Your muscles are made up of a lot of straight fibers that move together in harmony. Think of those fibers as uncooked spaghetti and you roll them through your hands and they seem to move as one unit. Now think about cooked spaghetti. The spaghetti strands seem to bundle up into a knot. That is a lot like our muscles. They should be straight fibers moving together as a perfect unit, but due to mental, physical, or chemical stress on the body your muscles will develop those “knots” or properly known as trigger points. When trigger points plague muscle tissue, then the muscle cannot move properly decreasing the range of motion within a joint and putting excess stress on ligaments and tendons. Tightness and trigger points in certain parts of our quad muscles and glutes can cause knee pain and injuries. In women, this can be very detrimental due to our “Q” Quadriceps Angle. The Q Angle is the angle between the outside of the hip to the inside the knee, and is a big reason women have a greater percentage of ACL injuries. Biomechanically, we as women are made to have a higher prevalence of knee injuries. We have a wider pelvis and a smaller space in a our knee joint, which poses a problem when the muscle that runs along that same line gets too tight and jumbled up just like the cooked spaghetti, then it causes too much stress on the knee joint and make the joint susceptible to injury.

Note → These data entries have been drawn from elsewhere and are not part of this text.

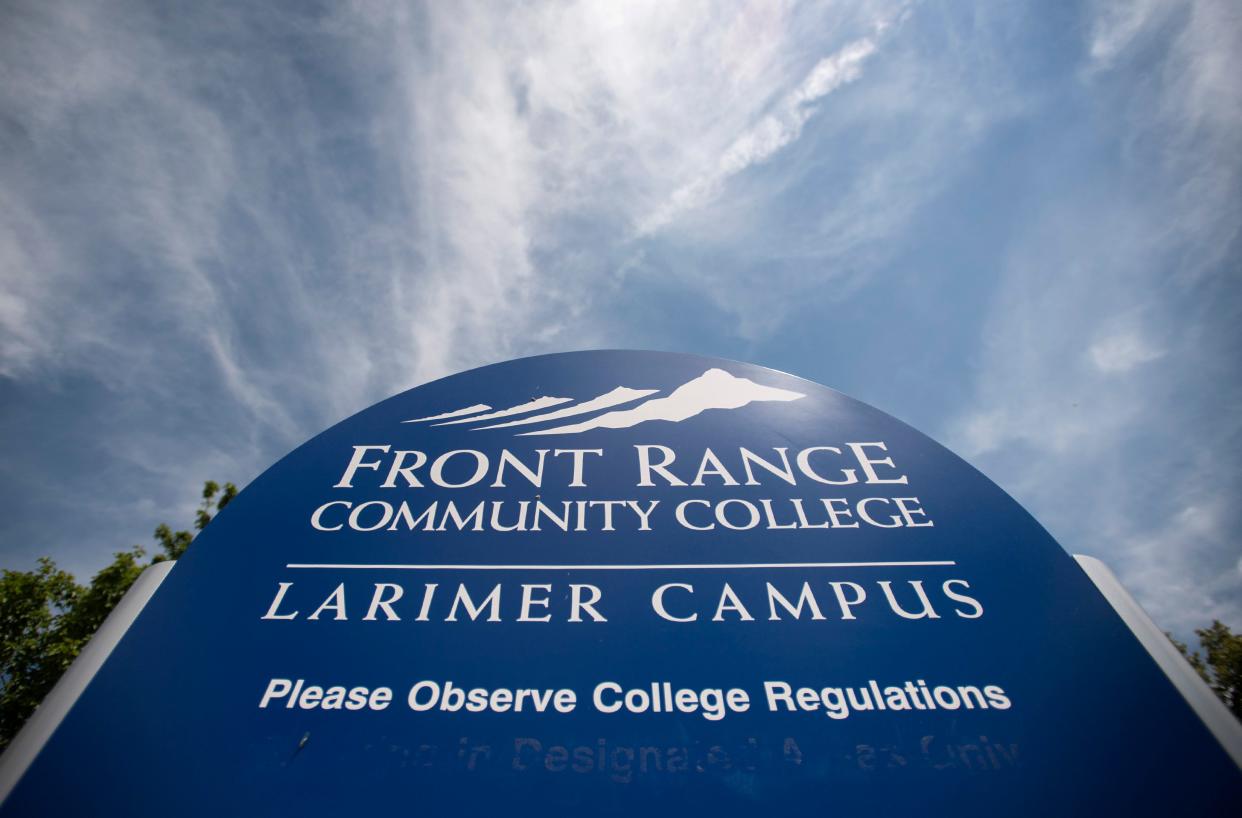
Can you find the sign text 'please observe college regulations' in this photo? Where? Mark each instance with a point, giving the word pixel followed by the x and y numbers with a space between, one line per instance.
pixel 626 581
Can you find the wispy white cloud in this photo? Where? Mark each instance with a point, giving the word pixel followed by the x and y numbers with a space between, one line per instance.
pixel 1107 386
pixel 771 133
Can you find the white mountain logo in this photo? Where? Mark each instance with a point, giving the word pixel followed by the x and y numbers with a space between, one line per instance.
pixel 712 390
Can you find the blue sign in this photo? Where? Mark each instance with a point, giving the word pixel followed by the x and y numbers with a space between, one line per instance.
pixel 626 582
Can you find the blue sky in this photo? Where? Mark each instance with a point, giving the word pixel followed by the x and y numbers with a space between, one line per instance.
pixel 1015 226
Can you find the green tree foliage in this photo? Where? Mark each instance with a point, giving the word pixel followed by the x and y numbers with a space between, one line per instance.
pixel 46 617
pixel 1220 664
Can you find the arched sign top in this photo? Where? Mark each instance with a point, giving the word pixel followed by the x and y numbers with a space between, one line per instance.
pixel 622 581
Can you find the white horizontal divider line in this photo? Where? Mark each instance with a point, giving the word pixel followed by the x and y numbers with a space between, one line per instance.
pixel 359 566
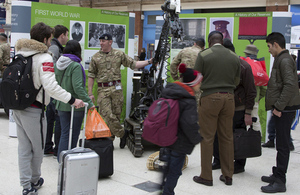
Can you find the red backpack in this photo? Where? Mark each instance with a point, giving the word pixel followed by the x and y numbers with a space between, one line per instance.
pixel 161 124
pixel 260 75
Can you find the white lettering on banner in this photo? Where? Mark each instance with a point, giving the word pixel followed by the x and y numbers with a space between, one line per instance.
pixel 59 13
pixel 75 15
pixel 56 13
pixel 41 12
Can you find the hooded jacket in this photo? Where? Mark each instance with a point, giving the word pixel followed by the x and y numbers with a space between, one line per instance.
pixel 43 71
pixel 70 76
pixel 283 92
pixel 188 128
pixel 56 49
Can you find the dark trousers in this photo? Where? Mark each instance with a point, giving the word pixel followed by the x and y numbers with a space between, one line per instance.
pixel 238 122
pixel 283 134
pixel 172 172
pixel 272 129
pixel 52 116
pixel 215 115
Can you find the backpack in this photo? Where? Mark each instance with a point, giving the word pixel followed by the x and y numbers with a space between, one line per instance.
pixel 161 124
pixel 259 71
pixel 17 90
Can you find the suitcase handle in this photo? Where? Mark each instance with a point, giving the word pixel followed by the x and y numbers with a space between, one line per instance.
pixel 71 125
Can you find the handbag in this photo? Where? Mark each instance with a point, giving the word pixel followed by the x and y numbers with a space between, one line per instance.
pixel 95 126
pixel 247 143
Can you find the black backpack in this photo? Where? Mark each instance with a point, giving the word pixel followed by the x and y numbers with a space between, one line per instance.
pixel 17 90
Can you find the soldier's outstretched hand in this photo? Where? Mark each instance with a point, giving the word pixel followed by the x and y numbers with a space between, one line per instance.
pixel 92 98
pixel 78 103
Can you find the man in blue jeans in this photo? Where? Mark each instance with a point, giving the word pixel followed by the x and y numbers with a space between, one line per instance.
pixel 283 99
pixel 272 136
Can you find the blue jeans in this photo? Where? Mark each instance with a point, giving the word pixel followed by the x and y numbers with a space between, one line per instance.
pixel 172 172
pixel 65 119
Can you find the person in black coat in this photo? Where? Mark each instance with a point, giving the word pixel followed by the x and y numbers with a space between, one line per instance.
pixel 188 129
pixel 143 54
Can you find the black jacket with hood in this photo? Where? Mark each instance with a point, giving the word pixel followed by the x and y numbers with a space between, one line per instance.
pixel 188 128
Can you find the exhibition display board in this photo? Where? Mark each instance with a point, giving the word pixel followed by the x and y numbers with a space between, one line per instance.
pixel 85 25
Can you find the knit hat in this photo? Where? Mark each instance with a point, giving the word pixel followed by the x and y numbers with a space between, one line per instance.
pixel 251 49
pixel 228 44
pixel 189 76
pixel 3 35
pixel 106 36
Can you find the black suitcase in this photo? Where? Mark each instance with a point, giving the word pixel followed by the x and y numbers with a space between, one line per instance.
pixel 247 143
pixel 104 148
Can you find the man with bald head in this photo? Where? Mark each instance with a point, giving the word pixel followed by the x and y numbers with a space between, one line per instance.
pixel 221 74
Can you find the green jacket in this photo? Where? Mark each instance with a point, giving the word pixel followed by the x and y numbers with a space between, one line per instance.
pixel 220 68
pixel 72 82
pixel 283 91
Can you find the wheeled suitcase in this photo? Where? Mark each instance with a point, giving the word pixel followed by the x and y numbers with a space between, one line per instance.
pixel 78 167
pixel 104 148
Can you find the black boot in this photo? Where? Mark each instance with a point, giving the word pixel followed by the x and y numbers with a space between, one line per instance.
pixel 123 140
pixel 269 144
pixel 276 186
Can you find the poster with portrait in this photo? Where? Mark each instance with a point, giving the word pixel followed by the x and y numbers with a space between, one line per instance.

Foam rolling can be helpful, because it can lengthen out those muscle fibers to look like uncooked spaghetti again. To attack your IT Band, lie on the side of your leg and use your upper body to move you back and forth along the foam roll. Make sure you roll from the top of your hip to the knee. If you find a sore spot, hang out on it for about 30 seconds and then continuing rolling again.
Next lie over the foam roll in the plank position to roll the top part of your thighs and repeat the process. Roll back and forth and hang out longer on the sore spots.
Now it’s time to get into those booty cheeks! To foam roll your glutes, sit on the foam roll, cross your ankle on top of your opposite knee, and then dip the knee that is crossed towards the ground. You should feel the foam roll hit the side of your booty cheek.
Last, but certainly not least you will want to roll out your gastrocnemius, also known as your calves. Place the back of your calves on the foam roll, use your upper body to hold you up, and start rolling back and forth. Roll through the belly of the calf and then hit the medial and lateral sides. You can get more weight into it, if you cross one leg on top of the other and just roll one leg at a time. Don’t forget to hang out on the spots that are the most sore, until it lightens up, you are about to cry, or 30 seconds, whichever best suits you!